U.S. Attorney Rod Rosenstein said, “This case illustrates the damage caused by criminals who steal the identities of innocent victims. Identity fraud cases are a top priority for federal law enforcement, and perpetrators of identity fraud face lengthy sentences.”
According to the 10-count indictment and court documents, Okunbanjo lived in the United States from September 1999 through July 2007 under a false identity of another person, M.A. Okunbanjo had entered the United States on a false passport bearing M.A.’s name and date of birth. Okunbanjo is alleged to have used the false passport on July 26, 2004 to adjust his immigration status to lawful permanent resident. He used M.A.’s personal information to obtain four student loans, one automotive loan, and three revolving credit accounts, fraudulently receiving in excess of $41,800 from lenders from October 2003 to 2007.
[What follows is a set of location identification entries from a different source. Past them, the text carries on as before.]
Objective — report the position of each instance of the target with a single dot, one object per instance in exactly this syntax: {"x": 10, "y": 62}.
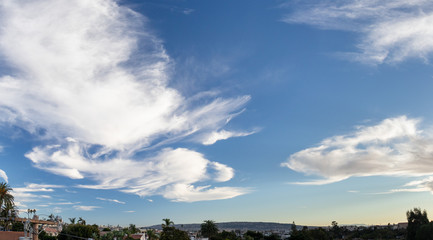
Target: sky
{"x": 130, "y": 111}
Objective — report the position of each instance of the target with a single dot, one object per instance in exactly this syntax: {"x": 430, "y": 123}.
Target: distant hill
{"x": 228, "y": 226}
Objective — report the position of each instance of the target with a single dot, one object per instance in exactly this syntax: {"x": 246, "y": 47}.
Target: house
{"x": 138, "y": 236}
{"x": 51, "y": 231}
{"x": 11, "y": 235}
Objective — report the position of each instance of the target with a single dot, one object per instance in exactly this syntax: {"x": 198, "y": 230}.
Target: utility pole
{"x": 30, "y": 224}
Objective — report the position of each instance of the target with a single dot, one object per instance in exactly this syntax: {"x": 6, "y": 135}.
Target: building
{"x": 11, "y": 235}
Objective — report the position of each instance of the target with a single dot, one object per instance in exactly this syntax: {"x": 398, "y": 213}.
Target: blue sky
{"x": 133, "y": 111}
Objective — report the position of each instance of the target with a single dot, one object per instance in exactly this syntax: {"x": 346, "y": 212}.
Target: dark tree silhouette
{"x": 209, "y": 229}
{"x": 415, "y": 219}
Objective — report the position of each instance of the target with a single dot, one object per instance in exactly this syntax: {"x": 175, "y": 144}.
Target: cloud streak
{"x": 390, "y": 31}
{"x": 92, "y": 82}
{"x": 394, "y": 147}
{"x": 110, "y": 200}
{"x": 32, "y": 192}
{"x": 3, "y": 175}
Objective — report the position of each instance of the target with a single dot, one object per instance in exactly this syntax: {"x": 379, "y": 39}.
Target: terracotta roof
{"x": 136, "y": 236}
{"x": 11, "y": 235}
According to court documents, the fraud was discovered in February 2005, when M.A. filed an expedited application to become a naturalized United States citizen based on his four years of service in the U.S. military. In examining M.A.’s alien file, the U.S. Citizenship and Immigration Service (“USCIS”) discovered that an unknown person, recently identified as Tosin Okunbanjo, had entered the United States in September 1999 and October 2001 using M.A.’s name and identifying information in an altered passport and birth certificate. Because Okunbanjo obtained immigration benefits under the victim’s name, USCIS was unable to naturalize M.A.
The defendant faces a maximum sentence of 10 years in prison followed by 3 years of supervised release for misuse of a passport and forgery of a passport; 30 years in prison followed by 5 years of supervised release for bank fraud; and two years in prison, consecutive to any other sentence imposed, for aggravated identity theft.
An indictment is not a finding of guilt. An individual charged by indictment is presumed innocent unless and until proven guilty at some later criminal proceedings.
United States Attorney Rod J. Rosenstein praised U.S. Immigration and Customs Enforcement for their investigative work. Mr. Rosenstein thanked Assistant U.S. Attorney Paul Budlow, who is prosecuting the case.